カジノ・フォーリーの舞台。中央が梅園竜子(「週刊朝日」より)拡大カジノ・フォーリーの舞台。中央が梅園竜子(「週刊朝日」より)
 上記の描写は同年12月、第5回公演のカジノ・フォーリーの舞台風景である。

 「かっぽれ」を踊る若い娘の中に、カジノのクイーンといわれた梅園龍子がいた。三軒茶屋にあった花島流の踊りの師匠の孫で、のちに喜劇役者エノケンの夫人となる花島佳世子とともにカジノ・フォーリーの花となり看板娘となった。

 学生や青年たちは彼女をひと目見るため乏しい小遣いをはたいて浅草に通い、素人娘の「生足(なまあし)」での踊りや歌に胸をときめかせた。まさに秋葉原のAKB劇場につめかける若者たちそのものであった。

『浅草紅団』とズロース事件の相乗効果

 『浅草紅団』は川端康成の若書きの小説であり、川端自身後年「読み返すと恥ずかしい」失敗作としているが、「新感覚派」の斬新で新鮮な描写が随所にはさまれていて、川端の才気を感じさせる。
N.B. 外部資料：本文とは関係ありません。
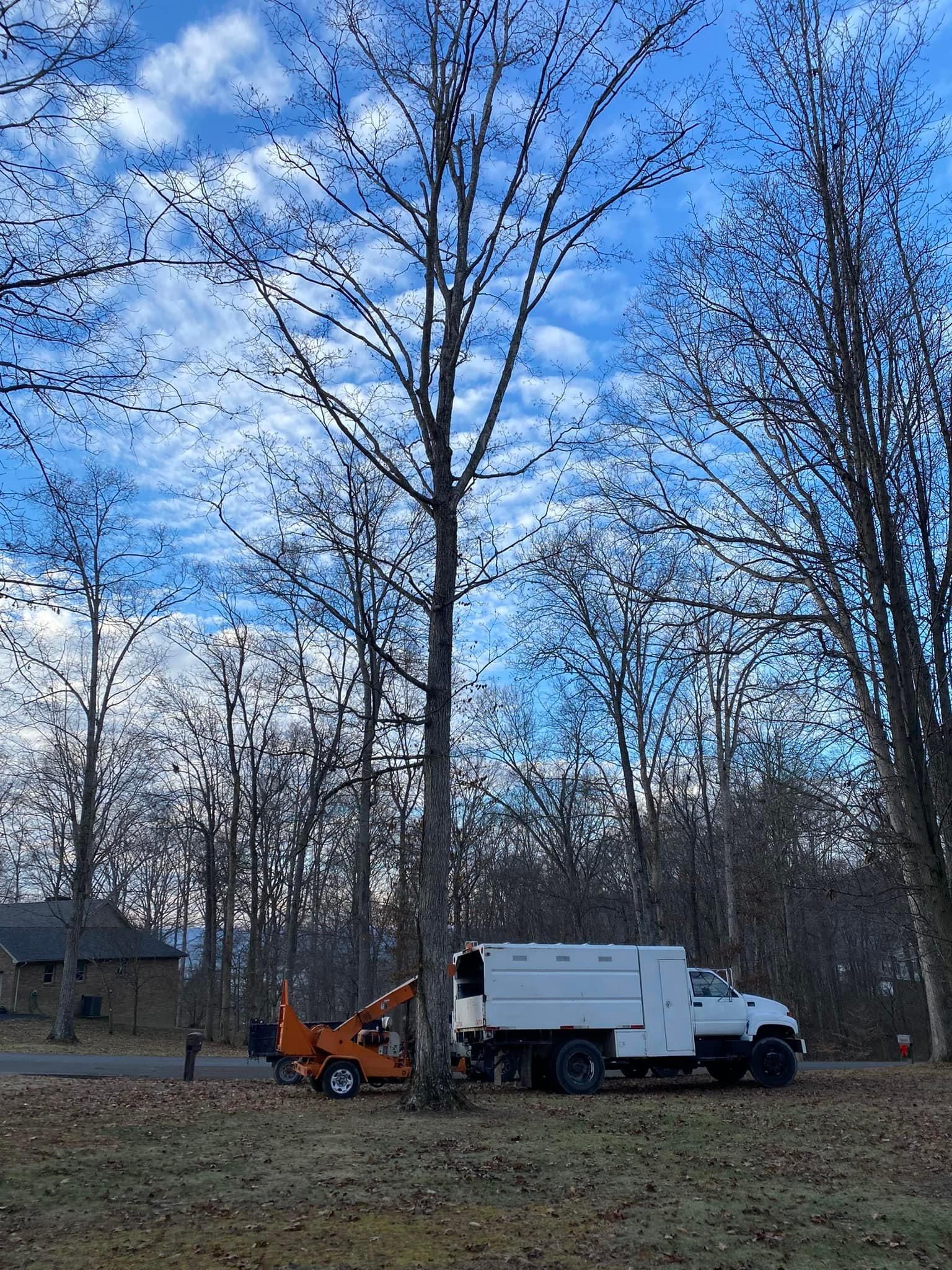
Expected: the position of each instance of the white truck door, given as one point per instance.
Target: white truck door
(676, 1002)
(719, 1010)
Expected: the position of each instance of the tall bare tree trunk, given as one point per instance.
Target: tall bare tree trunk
(432, 1083)
(362, 861)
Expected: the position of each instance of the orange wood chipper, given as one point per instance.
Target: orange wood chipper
(334, 1061)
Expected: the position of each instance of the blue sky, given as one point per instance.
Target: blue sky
(193, 58)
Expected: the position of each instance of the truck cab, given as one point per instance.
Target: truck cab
(721, 1010)
(558, 1015)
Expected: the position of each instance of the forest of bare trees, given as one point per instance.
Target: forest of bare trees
(667, 665)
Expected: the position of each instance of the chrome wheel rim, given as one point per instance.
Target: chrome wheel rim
(342, 1080)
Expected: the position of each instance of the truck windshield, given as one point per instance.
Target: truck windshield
(706, 984)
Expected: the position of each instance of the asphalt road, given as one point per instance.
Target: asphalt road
(206, 1068)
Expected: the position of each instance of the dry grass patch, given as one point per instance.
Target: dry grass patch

川端自身と見られる作中の「私」の目を通してエンコ(浅草公園のこと)を中心に集まる浅草の不良少年、不良少女らの生態が鮮やかに描かれる。

 ヒロインの弓子は断髪でエキセントリックなところのある美少女で、少年に変装して浅草界隈を歩き回ったりする。弓子の姉千代は大震災の後、失恋がもとで気がふれた。姉妹は大震災のとき避難民にまじって小学校で避難生活をしたが、そこで姉は赤木という男と知り合い恋仲になった。ところが赤木はヤクザ風の遊び人で千代を捨てた。千代はそれが原因で発狂し亡くなったのである。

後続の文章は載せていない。